Better Living Conditions for Fruit Workers
Throughout the valley, this year, things are being done for the welfare of the fruit workers which have never been done before. The whole trend seems to be to make the life of the cannery worker as pleasant as possible, and it's not a philanthopic matter entirely, either, for people do better work when they are comfortable and well house and taken care of.
The Canneries at campbell are excellent examples of progressive institutions in this valley that are doing things for their employees. The case of the California Canning Company is typical of the Hyde Company and Ainslee people as well. The California canneries furnish a sort of wood and canvas cottage, cots, tables, and oil stoves, to their workers free. They furnish a kindergarten for the kiddies, with two women in charge who look after the little tots during working hours without charge to the mothers.
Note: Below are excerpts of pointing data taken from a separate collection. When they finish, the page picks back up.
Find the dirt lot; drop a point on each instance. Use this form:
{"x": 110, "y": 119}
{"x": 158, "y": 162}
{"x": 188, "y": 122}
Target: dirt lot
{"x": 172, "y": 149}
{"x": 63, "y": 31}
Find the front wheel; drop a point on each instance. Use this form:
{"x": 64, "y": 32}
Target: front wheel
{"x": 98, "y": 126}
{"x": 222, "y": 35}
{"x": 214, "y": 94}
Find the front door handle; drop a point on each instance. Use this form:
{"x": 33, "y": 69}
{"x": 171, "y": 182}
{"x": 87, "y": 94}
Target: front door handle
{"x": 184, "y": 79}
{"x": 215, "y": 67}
A cafeteria with shining oil-cloth tables and porcelain dishes is maintained by the company, where employees can get three meals a day at cost - or 25 cents a meal.
Same With Others
The same is true with the other canneries. The Ainslee people are enlarging their cottage village this season to several times its former size. The lines of little red cottages nestled among the rows of cot trees with branches brushing against the windows. Some of those cottage streets resemble First Street on Saturday afternoon, from the number of cars parked along their sides. Another indication of the wide variety of people who are this year doing homage to "King Apricot".
The company charges its worker tenants as low as $2.50 a month for use of its cottages. Others are slightly more, according to the number of rooms contained, but the rent never rises very high, and the structures are substantial ones with running water, etc.
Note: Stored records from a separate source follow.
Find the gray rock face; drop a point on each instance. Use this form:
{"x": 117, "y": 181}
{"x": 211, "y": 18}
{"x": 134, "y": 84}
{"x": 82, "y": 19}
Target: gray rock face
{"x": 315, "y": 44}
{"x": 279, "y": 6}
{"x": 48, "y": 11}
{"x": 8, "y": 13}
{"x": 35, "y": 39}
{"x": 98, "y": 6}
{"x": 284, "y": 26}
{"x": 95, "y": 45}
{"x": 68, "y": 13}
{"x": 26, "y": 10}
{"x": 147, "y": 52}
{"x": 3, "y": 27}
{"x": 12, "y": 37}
It looks pleasant enough to sit under the 'cot trees upon the low porch, in the evening, after the day's work. The Victrola next door is rasping out "Over There", but its just far enough away that it sounds rather "dreamy".
It's no wonder that lots of folks think their summer in the fruit is a lark rather than real work, and yet the average of $3.50 which they are making ought to be sufficient reminder.
In the plants themselves the same efficiency has tended to improve the lot of the human parts of the machine. The Ainslee plant has long shafts running from end to end of the building with wide paddles attached which act as fans, and anyone who has experienced the heat in a crowded cannery on a summer afternoon knows how welcome those fans must be.
Cookers, syrups, all the machines are arranged a la Ford factory, with the fruit received at the receiving door at one end of the plant and issuing into the warehouse at the other end in the form of cases of cans of 'cots - extra fine. A cot never retraces its steps after it reaches the fatal doorway. It might as well abandon hope as it enters, for its doom is sealed and it is only a few minutes before it is pitted, sorted, syruped, exhausted, cooked, canned, its lid sealed on, labelled, and stored away until some bally Britisher orders it for his breakfast and it must start its long jaunt across America and the Atlantic towards its final resting place.
More and more will be done for the worker, as this seasons experiments are found to pay. At last someone else other than the Almighty is starting to "protect the working guru."